Когда-то, казалось совсем недавно, и у нее, как и у всех бежавших, был довольно прочный дом и хоть скудная, но все же какая-то утварь.

Но время лишило всего этого, заставив сейчас опереться только на свою собственную участь и ее маленького сына, которому сегодня исполнилось всего шесть дней.

Но она, несмотря, ни на что, боролась и думала, что они не погибнут. И поверила в это вдвойне, когда вчера ее малыша не тронула даже одинокая хищная тварь.

Женщина посмотрела по сторонам. Ни одного движения, ни одного знакомого звука. Только тишина и где-то едва слышимое шуршание травы от рыскающих повсюду ящериц.

Солнце вставало над ее головой и отдавало свое тепло тому простому изваянию рук человеческих, на которое была способна одинокая, покинутая всеми мать.

Оно ласково согревало и саму женщину, немного дрожавшую от утренней прохлады, окружая ее своей заботой и вниманием.

Мальчик проснулся и снова попросил есть. Мать вынесла его из хижины и, устроившись удобно на солнце, принялась кормить.

Наевшись, младенец немного поиграл, думая о чем-то о своем в этих глубоких, пока еще не выразившихся до конца глазах, а затем снова заснул, прибегая к помощи той же груди.

Мать также немного вздремнула, и солнце сполна отдало им свою теплоту, насыщая лучом пространство и еще более освещая уходящую темноту уже прошедшей ночи.

Близилось настоящее утро, полное тепла и света. Они спали, а природа молча оберегала их, и даже где-то там неподалеку притаившийся зверь не смел нарушить их обоюдный покой.

Шел шестой день рождества Христова, опоясывающий всю землю новым видом обогащенного тепла и вносивший свои сильные стороны в беспомощную окультивацию самих человеческих жизней.

Еще никто не знал о его рождении, и еще все думали, что нет на свете Христа.

Это и было той праздной в бытующем эпосе ошибкой, которая заслуженно относилась к самим людям того пустынно идущего, тщедушного времени.

Не боль и не голь рвущегося на части тела оскверняла субординацию исполнения любой протекающей в быту силы власти. Обычная людская злоба пролегла в основе настоящего светорождения Христа.

«И, да ниспослал нам Господь сына своего на Землю во имя блага и тепла, и света», – так споют потом люди-грешники, в ту пору принимавшие в этом процессе немаловажное для самого Христа жизненное участие.

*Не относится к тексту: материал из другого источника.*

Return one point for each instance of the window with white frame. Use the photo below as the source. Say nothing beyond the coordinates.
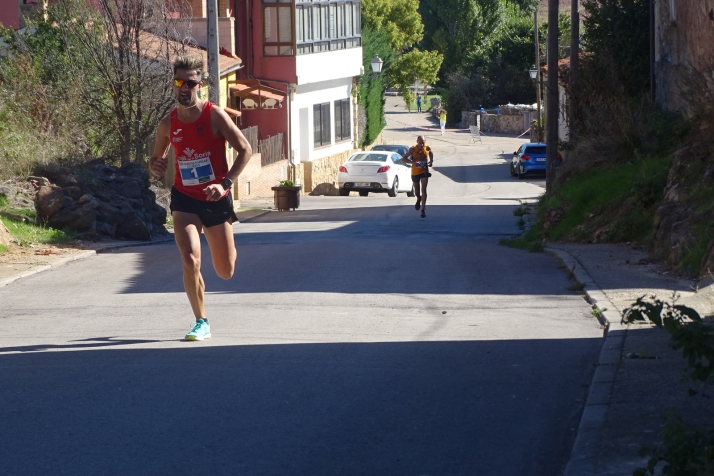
(321, 124)
(326, 25)
(278, 28)
(343, 120)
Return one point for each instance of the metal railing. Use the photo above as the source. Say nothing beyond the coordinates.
(251, 133)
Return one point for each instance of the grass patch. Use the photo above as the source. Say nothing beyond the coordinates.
(622, 196)
(26, 233)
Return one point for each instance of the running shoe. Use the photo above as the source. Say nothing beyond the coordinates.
(201, 330)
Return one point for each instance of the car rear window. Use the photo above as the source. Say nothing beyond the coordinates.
(368, 158)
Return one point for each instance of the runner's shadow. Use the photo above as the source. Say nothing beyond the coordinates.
(91, 342)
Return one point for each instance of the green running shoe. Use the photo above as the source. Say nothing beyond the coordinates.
(201, 330)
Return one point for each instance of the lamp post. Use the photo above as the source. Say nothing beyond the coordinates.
(376, 64)
(535, 76)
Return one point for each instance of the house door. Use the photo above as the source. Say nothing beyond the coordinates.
(304, 135)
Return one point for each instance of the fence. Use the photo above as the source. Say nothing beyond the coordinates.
(271, 150)
(251, 133)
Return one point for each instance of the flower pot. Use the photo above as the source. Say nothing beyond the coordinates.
(286, 197)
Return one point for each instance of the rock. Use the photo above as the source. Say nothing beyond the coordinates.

Но так будет потом. А тогда, они сами усугубили свою вину, создав все условия для ободлева человеческой цели рождаемости и, сопутствуя своему же горю, усугубляли эту вину и дальше, исповедуя в себе самих и не приветствуя восходящую совесть потока.

На седьмой день жизнь нормализовалась, и мать с только что проснувшимся младенцем все так же улыбнулась солнцу. Но их бедствия только начинались, несмотря на их силу возникновения и даже, невзирая на силу поднебесья.

Вверх идущий по течению – обязан добиться его истока. Таков был завет его воли сверху, и таковой сказалась сама его жизнь.